Creationists, largely after World War II, began promoting the idea that dinosaurs survived the Flood and co-existed with humans, possibly down to the present. This question did not trouble pre-war creationists as much, and indeed very few references to dinosaurs show up in the Noah’s Ark literature before World War II. Elmer Boyd Smith, writing in The Story of Noah’s Ark (1905), said in his comic but “respectful” account that that the dinosaurs had to be left behind because they were too big to make it through the Ark’s door. For him, extinct animals were simply the species that for various reasons lacked safe passage on the Ark.

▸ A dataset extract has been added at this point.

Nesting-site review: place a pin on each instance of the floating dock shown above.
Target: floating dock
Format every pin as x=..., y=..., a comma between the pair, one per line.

I find it interesting that the ACE creationist authors chose Chinese, Irish, and Egyptian dragons to use in their curriculum, but not, say, Greek and Roman dragons, which were explicitly giant snakes. The Irish dragons were clearly chosen because modern Celtic dragon images show four-footed reptiles formally similar to early reconstructions of dinosaurs. Chinese dragons are similarly obvious: Today Chinese traditional medicine still grinds up dinosaur fossils as “dragon” bones, suggesting that the two could be equated beyond the conceit that Chinese fossil hunters interpreted the bones through the lens of myth. But Egyptian dragons? Ancient Egyptians depicted giant serpents (such as Apep), crocodiles, and occasionally serpents with human heads and four feet, but I am at a loss to find anything that looks like a dinosaur or a traditional dragon. This seems to be a remnant of the King James Bible (e.g. Ezekiel 29:3), where words for “monster” or “monster crocodile” associated with Egypt were translated as “dragon.”